The most recent and recognisable example of this has been the COVID-19 pandemic. It highlighted the effect that diseases can have on “people’s health, quality of life, and mortality”. Although vaccination was “at the heart of the response” to the pandemic, the development and deployment of effective vaccines in “record time” were dependent on “decades of research and collaboration”. Despite the success that some countries experience in their vaccination campaigns, others were ill-equipped and poorly supported in the effort to “reach and protect their citizens”.
The report at a glance: prophylactic vaccines
The pipeline review comprises “publicly available information” to “highlight current trends in the research and development of vaccines”. By July 2022, there were 100 candidates in the pipeline of Vaccines Europe members. Of this 100, 92 were prophylactic vaccines, and the remaining 8 were therapeutic.
The most common targets for these candidates were COVID-19, followed by RSV. The image below, from the Vaccines Europe report, conveys the distribution of vaccines.

Vaccines Europe infographic shows breakdown of disease areas
46% of the candidates target diseases for which there is no registered vaccine. A further 54% of the candidates address disease areas that already have vaccines. The intention for these candidates is to “improve formulations to increase the convenience for healthcare professionals and patients”, to expand the population eligible for the vaccine, to include “more target strains” in the vaccine, to develop combination vaccines, or to use a “new approach”.
The report also demonstrates that a “life-course” approach is becoming established. The importance of adult immunisation was again emphasised by the COVID-19 pandemic, and we are aware of the need to offer the “benefits of vaccination” to the “entire life span”.
Another area of interest is travel vaccines. With greater global mobility, the spread of infectious diseases is increased. Thus, travel vaccines are recommended. Current candidates in development include vaccines against chikungunya virus and rabies.
Finally, vaccines against “drug-resistant infections” are critical.
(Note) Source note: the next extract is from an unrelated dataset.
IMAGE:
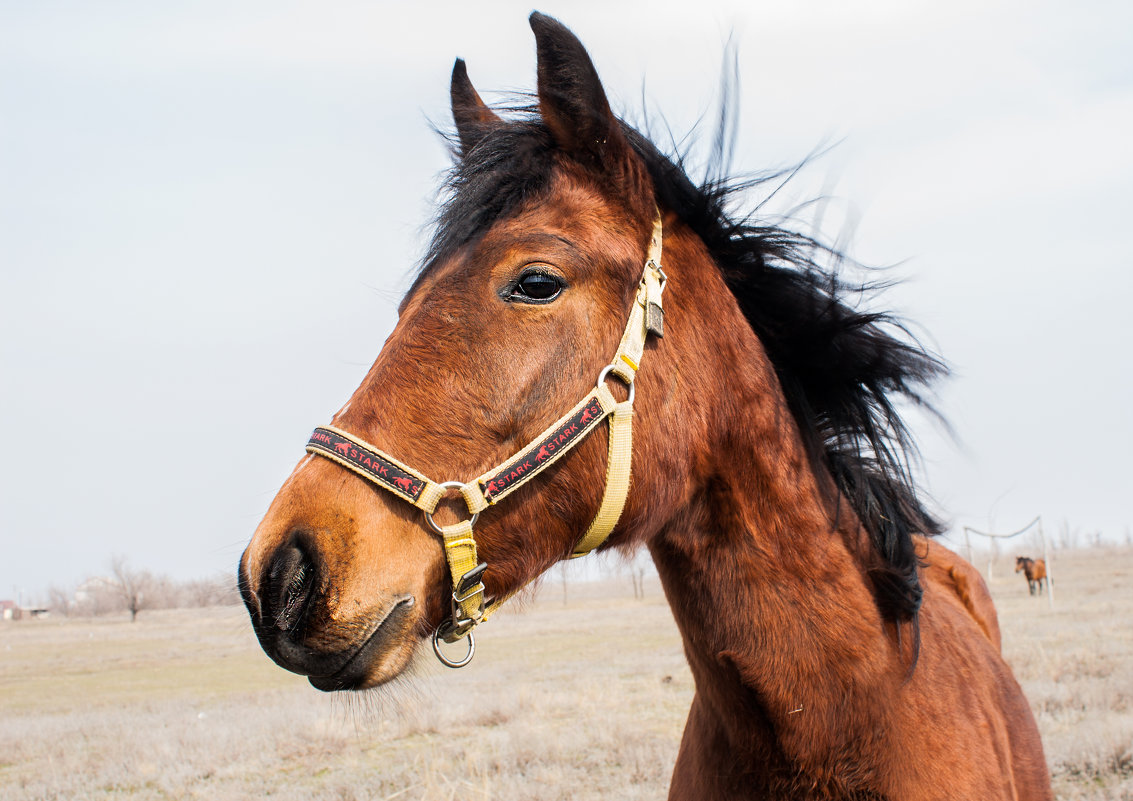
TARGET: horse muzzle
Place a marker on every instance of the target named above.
(295, 627)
It is estimated that by 2050, “10 million people could die every year because of AMR”. It is projected to cost up to or over $1 trillion a year by that time. As Dr Weller highlighted, vaccines are a key element of our “global toolbox” against AMR. Vaccines Europe members are developing 11 vaccine candidates for antibiotic-resistant bacteria on the WHO’s Priority Pathogens list.
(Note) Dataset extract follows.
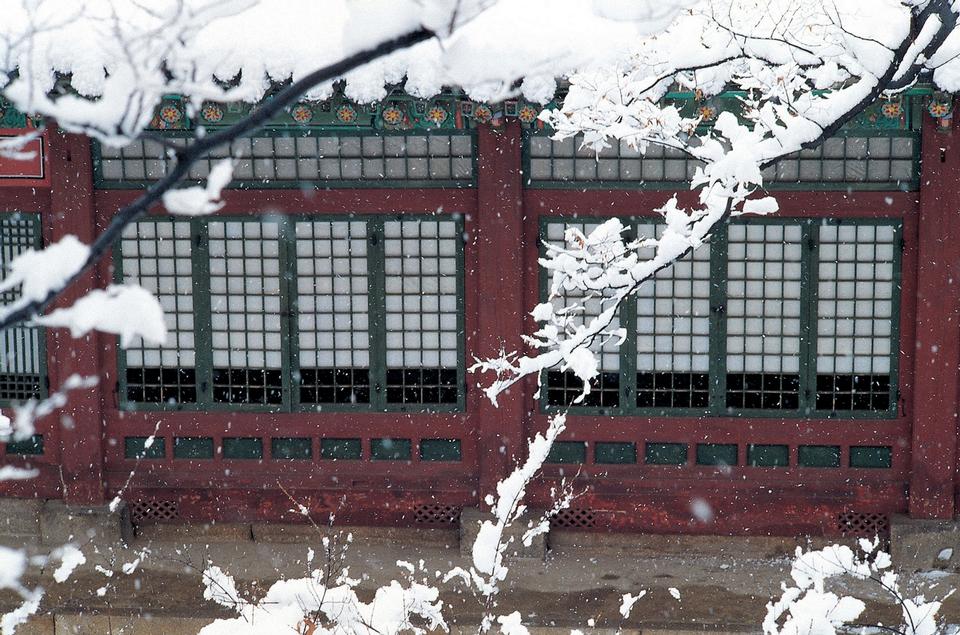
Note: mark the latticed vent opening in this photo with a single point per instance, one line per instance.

The report at a glance: therapeutic vaccines
Therapeutic vaccines are part of a field “still in its infancy”, the report suggests. Using a “wide variety” of technology platforms, such as mRNA, or viral vector vaccines, these candidates are intended to “boost or redirect the immune response and help to clear the disease”. The smaller category is infectious diseases vaccines, with a handful of vaccines in development against hepatitis B and Herpes simplex virus.
On the other hand, therapeutic approaches to cancer are becoming more widely investigated, with “two main approaches”. The first is a “prophylactic approach and refers to the prevention of infection-related cancers”. For example, a liver cancer could be a consequence of hepatitis B infection. The second approach is “curative”. For these candidates, the “goal” is “to induce tumour regression, eradicate minimal residual disease, establish lasting antitumour memory, and avoid non-specific or adverse reactions”.
However, this is a “challenging” task, because the “intervention must combat an immune system that has been restrained by mechanisms that sustain the disease in an attempt at self-tolerance”. Despite this, and as we have been exploring in previous posts, there are some positive results emerging.